Ce troisième point se situe en amont des deux points précédents. Il regroupe un autre aspect du travail de la sage-femme dans le domaine de la prévention.

  • Évaluation-connaissance de l'état sanitaire du pays (de la région).

  • Planification familiale.

  • Dépistage des grossesses à hauts risques.

  • Informations :

  • au niveau "tête" : connaissance du déroulement de la grossesse, de l'accouchement, des soins aux nouveau-nés ;

  • au niveau " corps " : hygiène, alimentation, repos (détente, la douleur et ses possibles prises en charge, pratiques traditionnelles);

  • au niveau " cœur " : se mettre en état de confiance pour donner confiance (aider, accompagner dans la souffrance).

  • Éducation qui vise, dans la mesure où il y a un enrichissement intellectuel, un changement de comportement ou une action. Ce travail, il est conseillé de le faire en accord et avec l'aide de responsables locaux. Le message doit toucher tous les membres de la famille et entrer dans le tableau que constituent les différents aspects de la vie quotidienne (le travail, les tâches ménagères, les ressources familiales, la vie agricole, la vie urbaine, les déplacements, les projets familiaux et de la communauté...).
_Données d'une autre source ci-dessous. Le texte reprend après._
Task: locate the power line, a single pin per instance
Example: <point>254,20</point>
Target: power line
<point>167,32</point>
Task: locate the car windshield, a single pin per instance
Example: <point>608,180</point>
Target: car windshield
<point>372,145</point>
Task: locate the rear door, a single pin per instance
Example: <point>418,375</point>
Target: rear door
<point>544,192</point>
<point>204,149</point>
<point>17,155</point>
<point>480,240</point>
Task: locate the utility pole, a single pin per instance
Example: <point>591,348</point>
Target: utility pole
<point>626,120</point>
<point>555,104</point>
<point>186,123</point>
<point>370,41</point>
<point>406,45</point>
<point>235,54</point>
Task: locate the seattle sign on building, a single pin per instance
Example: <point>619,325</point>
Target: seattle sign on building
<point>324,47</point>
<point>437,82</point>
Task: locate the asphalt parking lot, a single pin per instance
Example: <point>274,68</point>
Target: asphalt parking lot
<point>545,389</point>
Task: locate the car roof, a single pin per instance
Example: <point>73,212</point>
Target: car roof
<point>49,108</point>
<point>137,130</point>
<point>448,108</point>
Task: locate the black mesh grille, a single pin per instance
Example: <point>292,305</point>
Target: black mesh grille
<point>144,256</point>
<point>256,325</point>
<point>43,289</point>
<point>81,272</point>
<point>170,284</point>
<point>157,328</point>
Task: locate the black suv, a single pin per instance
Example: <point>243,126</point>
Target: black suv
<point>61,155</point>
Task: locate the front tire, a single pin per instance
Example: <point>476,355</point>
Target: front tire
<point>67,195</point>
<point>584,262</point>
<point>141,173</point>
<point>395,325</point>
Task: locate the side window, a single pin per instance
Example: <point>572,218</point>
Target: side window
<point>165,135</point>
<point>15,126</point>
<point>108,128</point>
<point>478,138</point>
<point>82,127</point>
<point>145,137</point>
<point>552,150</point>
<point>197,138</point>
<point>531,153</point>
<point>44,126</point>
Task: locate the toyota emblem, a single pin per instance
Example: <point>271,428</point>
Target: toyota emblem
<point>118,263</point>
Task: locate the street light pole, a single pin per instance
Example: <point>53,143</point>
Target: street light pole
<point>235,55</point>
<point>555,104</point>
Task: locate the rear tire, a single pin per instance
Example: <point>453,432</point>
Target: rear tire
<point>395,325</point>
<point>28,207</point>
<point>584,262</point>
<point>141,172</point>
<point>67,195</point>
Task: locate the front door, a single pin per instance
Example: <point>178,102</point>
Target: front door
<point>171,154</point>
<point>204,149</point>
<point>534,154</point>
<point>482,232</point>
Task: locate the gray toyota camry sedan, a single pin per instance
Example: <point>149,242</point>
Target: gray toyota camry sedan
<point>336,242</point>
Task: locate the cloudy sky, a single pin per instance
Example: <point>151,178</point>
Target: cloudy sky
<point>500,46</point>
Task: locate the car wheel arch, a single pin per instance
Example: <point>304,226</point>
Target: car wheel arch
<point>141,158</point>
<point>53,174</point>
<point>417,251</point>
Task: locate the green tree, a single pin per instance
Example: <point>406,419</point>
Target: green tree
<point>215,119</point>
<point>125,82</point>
Ce travail d'éducation implique de démontrer, de faire voir, d'aller rendre visite aux familles chez elles. Il implique un lieu d'accueil pour accueillir les groupes.

Il implique également d'évaluer une action lorsque celle-ci est "achevée" et d'organiser un suivi à moyen et long terme, pour se permettre de confirmer l'action ou d'ajuster en fonction de nouvelles données.

La sage-femme a un rôle d'éveil à la santé, à l'éclosion d'une famille, à "l'ajustement" chaleureux entre une mère et son enfant, entre un père et son enfant; et à l'attention et au respect à porter à l'enfant lui-même, étant, par ce qu'il est, un "puissant" éveilleur.

En guise de conclusion

Il ne s'agissait pas de donner le programme des études de sage-femme en France, ni de préconiser un programme pour des pays d'Afrique. Il s'agit plutôt de donner à partager un certain nombre de points clés pour que cette formation à un métier amène des femmes à accompagner d'autres femmes, des couples, dans une période spécifique de leur vie ; chaque grossesse, chaque naissance étant unique pour chaque couple.

De la formation en qualité et efficacité au métier de sage-femme découlent une reconnaissance et une valorisation de celui-ci, nécessaires au sein d'un projet de développement de l'humain dans une société.

N'oublions pas enfin que la sage-femme doit connaître la législation et la politique en matière familiale de son pays.